In addition, the Core offers pro-bono or low-cost services to new CEHNM pilot projects. Training of students and postdoctoral fellows is an important component of Core activities, allowing methodologies to be exported to other laboratories, providing access to equipment and the expertise necessary to conduct studies requiring DNA adduct detection, measurement of oxidative stress markers, genotyping and other immunoassays of interest. The Core also provides extremely efficient, cost-effective cutting-edge web-based and other database management systems, which are expanding to include a major formal educational component. Finally, the IHS Facility Core works with the Community Outreach and Education Core (COEC) to disseminate research results to the surrounding community; its activities were highlighted in the most recent CEHNM newsletter.
|
|
Biostatistical Support
Provide comprehensive biostatistical support for study design and analysis, including power calculations, advanced modeling and outcome measurement techniques.

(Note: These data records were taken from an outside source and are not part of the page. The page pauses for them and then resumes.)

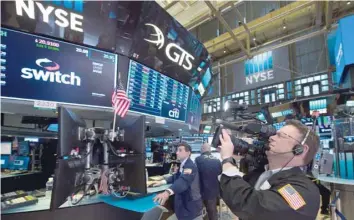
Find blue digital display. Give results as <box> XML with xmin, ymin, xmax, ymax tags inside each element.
<box><xmin>1</xmin><ymin>28</ymin><xmax>118</xmax><ymax>108</ymax></box>
<box><xmin>18</xmin><ymin>141</ymin><xmax>30</xmax><ymax>156</ymax></box>
<box><xmin>186</xmin><ymin>91</ymin><xmax>202</xmax><ymax>130</ymax></box>
<box><xmin>8</xmin><ymin>156</ymin><xmax>30</xmax><ymax>170</ymax></box>
<box><xmin>127</xmin><ymin>60</ymin><xmax>189</xmax><ymax>121</ymax></box>
<box><xmin>47</xmin><ymin>124</ymin><xmax>58</xmax><ymax>132</ymax></box>
<box><xmin>0</xmin><ymin>155</ymin><xmax>9</xmax><ymax>169</ymax></box>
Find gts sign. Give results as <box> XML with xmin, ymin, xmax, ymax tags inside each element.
<box><xmin>144</xmin><ymin>23</ymin><xmax>195</xmax><ymax>70</ymax></box>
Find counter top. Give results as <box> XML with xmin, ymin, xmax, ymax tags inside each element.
<box><xmin>1</xmin><ymin>171</ymin><xmax>42</xmax><ymax>179</ymax></box>
<box><xmin>1</xmin><ymin>184</ymin><xmax>171</xmax><ymax>214</ymax></box>
<box><xmin>317</xmin><ymin>176</ymin><xmax>354</xmax><ymax>185</ymax></box>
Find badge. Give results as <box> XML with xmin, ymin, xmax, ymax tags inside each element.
<box><xmin>183</xmin><ymin>169</ymin><xmax>192</xmax><ymax>175</ymax></box>
<box><xmin>278</xmin><ymin>184</ymin><xmax>306</xmax><ymax>210</ymax></box>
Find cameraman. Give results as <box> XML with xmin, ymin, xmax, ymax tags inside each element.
<box><xmin>220</xmin><ymin>120</ymin><xmax>320</xmax><ymax>220</ymax></box>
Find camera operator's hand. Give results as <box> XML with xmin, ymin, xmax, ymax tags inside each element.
<box><xmin>219</xmin><ymin>129</ymin><xmax>234</xmax><ymax>160</ymax></box>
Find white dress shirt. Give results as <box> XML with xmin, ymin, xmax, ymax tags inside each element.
<box><xmin>161</xmin><ymin>157</ymin><xmax>188</xmax><ymax>196</ymax></box>
<box><xmin>219</xmin><ymin>165</ymin><xmax>293</xmax><ymax>190</ymax></box>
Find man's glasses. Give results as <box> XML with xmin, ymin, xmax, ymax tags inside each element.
<box><xmin>277</xmin><ymin>131</ymin><xmax>301</xmax><ymax>144</ymax></box>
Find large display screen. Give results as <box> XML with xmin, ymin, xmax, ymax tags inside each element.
<box><xmin>1</xmin><ymin>28</ymin><xmax>118</xmax><ymax>107</ymax></box>
<box><xmin>186</xmin><ymin>90</ymin><xmax>202</xmax><ymax>130</ymax></box>
<box><xmin>1</xmin><ymin>0</ymin><xmax>211</xmax><ymax>92</ymax></box>
<box><xmin>127</xmin><ymin>60</ymin><xmax>190</xmax><ymax>121</ymax></box>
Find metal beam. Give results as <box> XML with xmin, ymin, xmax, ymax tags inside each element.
<box><xmin>205</xmin><ymin>1</ymin><xmax>251</xmax><ymax>58</ymax></box>
<box><xmin>213</xmin><ymin>26</ymin><xmax>327</xmax><ymax>71</ymax></box>
<box><xmin>325</xmin><ymin>1</ymin><xmax>333</xmax><ymax>30</ymax></box>
<box><xmin>235</xmin><ymin>7</ymin><xmax>257</xmax><ymax>46</ymax></box>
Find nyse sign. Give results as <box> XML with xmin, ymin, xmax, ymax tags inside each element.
<box><xmin>144</xmin><ymin>23</ymin><xmax>195</xmax><ymax>70</ymax></box>
<box><xmin>16</xmin><ymin>0</ymin><xmax>84</xmax><ymax>32</ymax></box>
<box><xmin>246</xmin><ymin>70</ymin><xmax>274</xmax><ymax>85</ymax></box>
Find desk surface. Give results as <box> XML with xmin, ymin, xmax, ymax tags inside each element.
<box><xmin>1</xmin><ymin>184</ymin><xmax>171</xmax><ymax>214</ymax></box>
<box><xmin>317</xmin><ymin>176</ymin><xmax>354</xmax><ymax>185</ymax></box>
<box><xmin>1</xmin><ymin>171</ymin><xmax>41</xmax><ymax>179</ymax></box>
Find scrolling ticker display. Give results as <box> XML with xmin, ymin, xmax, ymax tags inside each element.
<box><xmin>127</xmin><ymin>60</ymin><xmax>190</xmax><ymax>121</ymax></box>
<box><xmin>1</xmin><ymin>28</ymin><xmax>118</xmax><ymax>107</ymax></box>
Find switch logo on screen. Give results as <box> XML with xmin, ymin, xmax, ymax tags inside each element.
<box><xmin>245</xmin><ymin>51</ymin><xmax>274</xmax><ymax>85</ymax></box>
<box><xmin>21</xmin><ymin>58</ymin><xmax>81</xmax><ymax>86</ymax></box>
<box><xmin>168</xmin><ymin>108</ymin><xmax>179</xmax><ymax>119</ymax></box>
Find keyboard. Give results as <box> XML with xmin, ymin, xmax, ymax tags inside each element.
<box><xmin>1</xmin><ymin>196</ymin><xmax>38</xmax><ymax>210</ymax></box>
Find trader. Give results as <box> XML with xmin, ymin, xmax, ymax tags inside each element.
<box><xmin>220</xmin><ymin>120</ymin><xmax>320</xmax><ymax>220</ymax></box>
<box><xmin>153</xmin><ymin>143</ymin><xmax>203</xmax><ymax>220</ymax></box>
<box><xmin>195</xmin><ymin>143</ymin><xmax>221</xmax><ymax>220</ymax></box>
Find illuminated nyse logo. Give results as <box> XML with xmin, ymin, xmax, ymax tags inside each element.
<box><xmin>144</xmin><ymin>23</ymin><xmax>194</xmax><ymax>70</ymax></box>
<box><xmin>16</xmin><ymin>0</ymin><xmax>84</xmax><ymax>32</ymax></box>
<box><xmin>245</xmin><ymin>51</ymin><xmax>274</xmax><ymax>85</ymax></box>
<box><xmin>168</xmin><ymin>108</ymin><xmax>179</xmax><ymax>119</ymax></box>
<box><xmin>336</xmin><ymin>43</ymin><xmax>343</xmax><ymax>66</ymax></box>
<box><xmin>21</xmin><ymin>58</ymin><xmax>81</xmax><ymax>86</ymax></box>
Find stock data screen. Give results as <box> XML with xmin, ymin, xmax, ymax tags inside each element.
<box><xmin>1</xmin><ymin>28</ymin><xmax>118</xmax><ymax>107</ymax></box>
<box><xmin>127</xmin><ymin>60</ymin><xmax>189</xmax><ymax>121</ymax></box>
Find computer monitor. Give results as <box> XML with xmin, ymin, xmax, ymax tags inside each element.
<box><xmin>50</xmin><ymin>107</ymin><xmax>86</xmax><ymax>209</ymax></box>
<box><xmin>1</xmin><ymin>142</ymin><xmax>12</xmax><ymax>155</ymax></box>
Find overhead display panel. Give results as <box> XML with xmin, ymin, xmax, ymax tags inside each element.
<box><xmin>1</xmin><ymin>28</ymin><xmax>117</xmax><ymax>108</ymax></box>
<box><xmin>127</xmin><ymin>60</ymin><xmax>190</xmax><ymax>121</ymax></box>
<box><xmin>126</xmin><ymin>1</ymin><xmax>210</xmax><ymax>87</ymax></box>
<box><xmin>186</xmin><ymin>90</ymin><xmax>202</xmax><ymax>131</ymax></box>
<box><xmin>1</xmin><ymin>0</ymin><xmax>211</xmax><ymax>93</ymax></box>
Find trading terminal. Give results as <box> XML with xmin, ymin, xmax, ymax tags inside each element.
<box><xmin>0</xmin><ymin>0</ymin><xmax>354</xmax><ymax>220</ymax></box>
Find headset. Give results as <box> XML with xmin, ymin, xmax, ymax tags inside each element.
<box><xmin>292</xmin><ymin>128</ymin><xmax>311</xmax><ymax>156</ymax></box>
<box><xmin>270</xmin><ymin>128</ymin><xmax>311</xmax><ymax>156</ymax></box>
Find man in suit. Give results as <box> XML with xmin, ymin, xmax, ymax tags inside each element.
<box><xmin>195</xmin><ymin>143</ymin><xmax>222</xmax><ymax>220</ymax></box>
<box><xmin>153</xmin><ymin>143</ymin><xmax>203</xmax><ymax>220</ymax></box>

Processing and Storage of Biological Samples
The Core provides initial consultation on all aspects of sample collection and processing for specific studies including the types of tubes used for sample collection, shipment methods, separation of specific fractions, number of aliquots, etc. Biological samples received are coded to maintain confidentiality using preprinted bar code labels provided to investigators. The whole blood samples can be spotted onto filter cards, if required, and are then separated into various components: peripheral leukocytes, leukocyte fractions (e.g., mononuclear cells and granulocytes), red blood cells, serum and plasma; each fraction is coded before storage.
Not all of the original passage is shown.